“The most important thing is having patience. People can be great dancers but to teach is a whole different thing”, says Pooja Narang whose dance classes are in high demand in New York City today and whose company, The BAX Dance Company, is the first of its kind in the United States.
This Punjabi girl has had several opportunities to train under famous Bollywood choreographer Saroj Khan, has attended the Shiamak Davar Institute of performing arts, and successfully introduced Bollywood, and Bhangra to the US East Coast in 2003. We asked Pooja to tell us about her fascinating journey as a Bollywood dance teacher, choreographer, and artistic director. Pooja, who started off with about ten students, all of different cultural background, says that it began when she noticed that there wasn’t anything like this around at that time in New York City, “the idea just came up that if no one is offering this here, then I should do it!”

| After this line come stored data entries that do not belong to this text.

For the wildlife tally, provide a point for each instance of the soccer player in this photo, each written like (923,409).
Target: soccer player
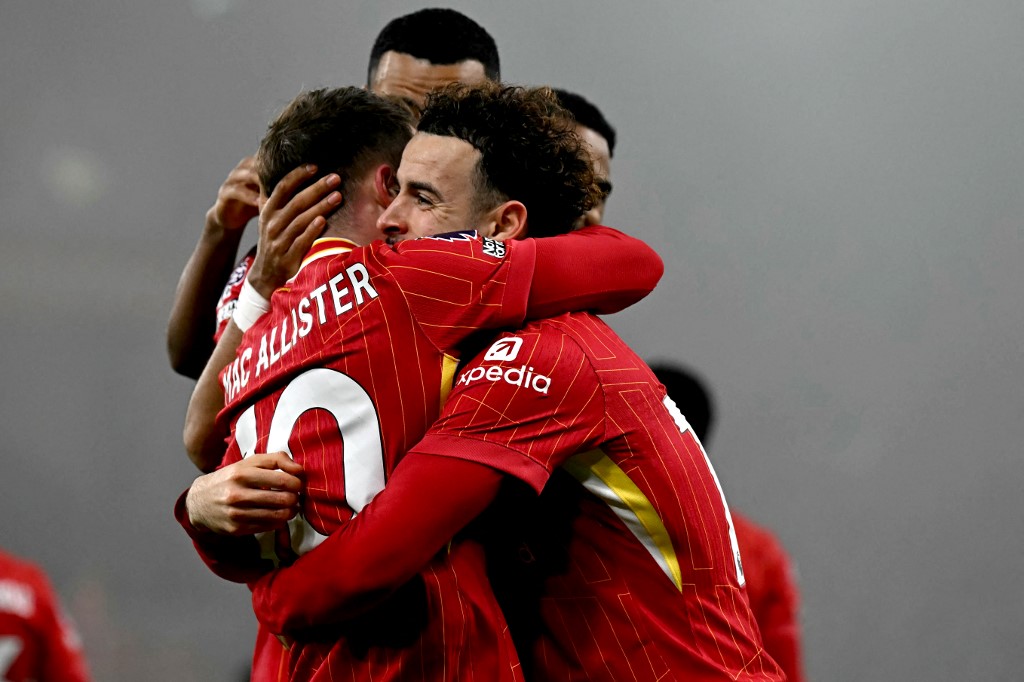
(412,55)
(37,641)
(770,578)
(770,584)
(626,562)
(352,361)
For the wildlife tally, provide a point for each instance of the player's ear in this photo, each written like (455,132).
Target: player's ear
(509,220)
(385,182)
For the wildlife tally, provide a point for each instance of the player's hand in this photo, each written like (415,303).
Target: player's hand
(289,223)
(254,495)
(238,199)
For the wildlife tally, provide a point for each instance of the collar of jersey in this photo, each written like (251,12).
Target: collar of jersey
(328,246)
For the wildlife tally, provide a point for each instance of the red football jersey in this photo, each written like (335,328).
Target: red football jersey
(771,587)
(628,568)
(269,655)
(37,643)
(345,373)
(225,304)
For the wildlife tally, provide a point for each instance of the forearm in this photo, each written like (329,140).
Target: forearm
(427,501)
(192,325)
(595,268)
(233,558)
(204,439)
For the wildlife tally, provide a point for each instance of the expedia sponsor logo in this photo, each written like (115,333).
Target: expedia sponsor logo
(493,248)
(504,350)
(517,376)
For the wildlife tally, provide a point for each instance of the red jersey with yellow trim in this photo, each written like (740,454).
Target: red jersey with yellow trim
(771,586)
(626,567)
(345,373)
(228,297)
(37,642)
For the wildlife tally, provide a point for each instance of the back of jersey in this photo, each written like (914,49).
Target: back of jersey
(344,374)
(36,641)
(626,566)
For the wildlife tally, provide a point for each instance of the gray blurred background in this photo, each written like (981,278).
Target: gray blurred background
(836,188)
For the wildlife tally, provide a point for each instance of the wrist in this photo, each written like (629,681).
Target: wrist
(250,306)
(262,285)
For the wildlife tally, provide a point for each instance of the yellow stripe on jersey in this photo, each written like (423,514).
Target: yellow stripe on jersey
(344,246)
(603,477)
(449,366)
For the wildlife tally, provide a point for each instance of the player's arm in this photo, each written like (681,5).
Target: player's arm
(221,511)
(190,328)
(291,220)
(778,614)
(594,268)
(426,502)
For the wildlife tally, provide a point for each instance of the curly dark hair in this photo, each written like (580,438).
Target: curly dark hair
(529,151)
(341,130)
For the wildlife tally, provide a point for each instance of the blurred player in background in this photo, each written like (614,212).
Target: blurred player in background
(350,365)
(770,578)
(412,55)
(614,545)
(37,641)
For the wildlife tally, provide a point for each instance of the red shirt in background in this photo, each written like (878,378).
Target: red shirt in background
(37,642)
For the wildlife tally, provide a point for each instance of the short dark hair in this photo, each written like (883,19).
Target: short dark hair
(690,395)
(529,151)
(341,130)
(439,36)
(589,116)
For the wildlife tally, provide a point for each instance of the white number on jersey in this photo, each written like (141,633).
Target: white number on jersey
(355,414)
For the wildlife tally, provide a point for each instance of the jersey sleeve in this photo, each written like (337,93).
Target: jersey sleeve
(225,304)
(522,407)
(457,284)
(64,658)
(426,502)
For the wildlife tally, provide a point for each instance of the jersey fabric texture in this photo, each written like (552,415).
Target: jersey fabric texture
(346,372)
(771,586)
(225,304)
(37,642)
(625,567)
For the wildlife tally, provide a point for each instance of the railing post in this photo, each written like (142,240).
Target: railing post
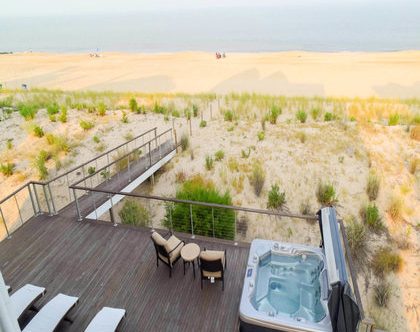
(68,186)
(94,205)
(52,198)
(32,199)
(129,170)
(17,204)
(150,156)
(234,231)
(4,223)
(37,199)
(46,199)
(192,223)
(111,213)
(170,217)
(212,218)
(79,215)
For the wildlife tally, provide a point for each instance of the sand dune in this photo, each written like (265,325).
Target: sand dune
(392,74)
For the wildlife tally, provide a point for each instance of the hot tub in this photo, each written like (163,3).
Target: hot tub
(285,288)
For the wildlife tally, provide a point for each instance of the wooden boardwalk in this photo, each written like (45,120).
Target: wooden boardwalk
(115,266)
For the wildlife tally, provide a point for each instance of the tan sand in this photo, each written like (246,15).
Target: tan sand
(392,74)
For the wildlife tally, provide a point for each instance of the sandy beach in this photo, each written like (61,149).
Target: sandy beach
(350,74)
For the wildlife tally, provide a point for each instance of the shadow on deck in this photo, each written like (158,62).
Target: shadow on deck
(116,266)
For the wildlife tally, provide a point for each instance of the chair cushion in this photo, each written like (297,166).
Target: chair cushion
(212,255)
(172,242)
(159,240)
(208,274)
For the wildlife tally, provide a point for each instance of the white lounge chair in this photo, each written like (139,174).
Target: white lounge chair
(51,314)
(25,297)
(106,320)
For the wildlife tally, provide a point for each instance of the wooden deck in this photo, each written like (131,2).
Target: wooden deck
(115,266)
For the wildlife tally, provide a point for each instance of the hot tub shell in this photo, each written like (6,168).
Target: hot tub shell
(254,320)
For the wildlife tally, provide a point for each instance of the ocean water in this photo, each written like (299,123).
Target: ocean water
(387,26)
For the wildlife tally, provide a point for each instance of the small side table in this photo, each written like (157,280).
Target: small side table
(189,254)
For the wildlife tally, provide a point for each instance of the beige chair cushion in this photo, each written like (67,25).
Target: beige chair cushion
(212,274)
(159,240)
(213,255)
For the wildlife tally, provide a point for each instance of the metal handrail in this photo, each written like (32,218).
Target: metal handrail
(33,194)
(97,157)
(119,159)
(210,205)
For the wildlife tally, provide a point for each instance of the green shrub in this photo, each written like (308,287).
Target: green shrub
(158,109)
(301,116)
(326,194)
(219,155)
(386,260)
(7,169)
(38,131)
(257,178)
(209,162)
(414,165)
(382,293)
(315,113)
(185,142)
(187,114)
(228,116)
(101,109)
(356,236)
(393,119)
(195,110)
(328,116)
(245,154)
(263,124)
(197,189)
(395,207)
(53,109)
(372,218)
(86,125)
(63,115)
(27,111)
(124,117)
(9,143)
(274,113)
(133,213)
(133,106)
(39,164)
(372,188)
(276,199)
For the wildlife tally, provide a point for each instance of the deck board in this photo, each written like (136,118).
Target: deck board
(116,266)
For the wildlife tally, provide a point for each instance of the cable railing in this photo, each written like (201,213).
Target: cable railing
(209,220)
(37,197)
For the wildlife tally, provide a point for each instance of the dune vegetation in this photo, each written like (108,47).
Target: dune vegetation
(281,153)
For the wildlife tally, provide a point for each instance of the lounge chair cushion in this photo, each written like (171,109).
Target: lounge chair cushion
(159,240)
(25,297)
(51,314)
(106,320)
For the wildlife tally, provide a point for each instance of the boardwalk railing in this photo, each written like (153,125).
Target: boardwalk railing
(239,224)
(36,197)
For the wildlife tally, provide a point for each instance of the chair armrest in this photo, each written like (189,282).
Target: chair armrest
(176,246)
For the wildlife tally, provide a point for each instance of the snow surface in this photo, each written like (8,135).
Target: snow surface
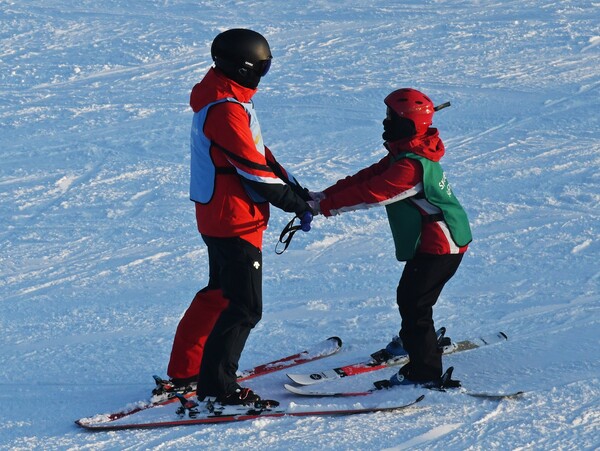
(99,254)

Pooja, who has to her credit stellar performances at mega-events such as the opening of the Bollywood Zone at Madame Tussauds Wax Museum in NYC and the official premieres for the films Bride and Prejudice and Slumdog Millionaire, is a person with a vision.
Pooja’s innovative choreography has appeared in several major motion pictures, Including Bollywood blockbusters, Jaaneman, Kabhi Alvida Na Kehna, Karma Aur Holi, and Hollywood movies like The Accidental Husband and The Gold Bracelet. Pooja also choreographed the world’s first Bollywood Flash mob which took place in Times Square and various parts of the city in August 2009 receiving over 2 million hits and counting on YouTube. Other notable works can be seen on Sesame Street where she was the first South Asian to be on the show, along with others like Nick Jr. Wonderpets. Pooja has also choreographed for Aventura at the Latin Grammy’s while on stage with the lead singer.
From three to seventy-three, Pooja has a wide range of age groups attending her classes. She has many stories to tell, like that of a 70-year-old “uncle,” who has been with her for the last 13 years and whom people love watching.
She explains, “They all have different professional backgrounds, but the moment they step in the class no one knows anything about anybody, and they just share one thing and that is their love of Bollywood. I can’t think of any other activity where people come together where there is no barrier culturally or professionally.” Pooja recalls she had one woman taking her classes while she was pregnant. She later told Pooja that she could not even express what those classes have done for her in getting her through a very difficult phase in her life. Many of her students have continued to dance after spending years with her, like Payal Kadakia Founder of ClassPass who started SA Dance Company with a few girls from the class.
So, how does she feel about the role her classes play in the life of those who come to attend it?
“I never knew that this would become something so personal for people, but there are people who suffer problems at home, and this is their way of overcoming them. There are a lot of emotions involved. It is not just people coming to take classes; there is a lot more there. This is a way of their being able to express themselves.”
Pooja has formed deep bonds with her students. She fondly says, “There is one auntie who has been taking classes for more than ten years, and she is in her 70s. Her two daughters also take classes with me, and they are in their mid-40s and they all dance together!” As a single mother of a three-year-old, who also loves to dance, the mother daughter dancing bond is close to home for Pooja.
Now in its 15th year, BAX’s annual dance event, Riyaaz, showcasing Pooja’s talented students as they perform to Bollywood numbers, will be taking place at Florence Gould Hall, New York, on May 5th.
Pooja is head over heels in love with her profession, which has become her first and last love. We hope she can spread even more love in the time to come!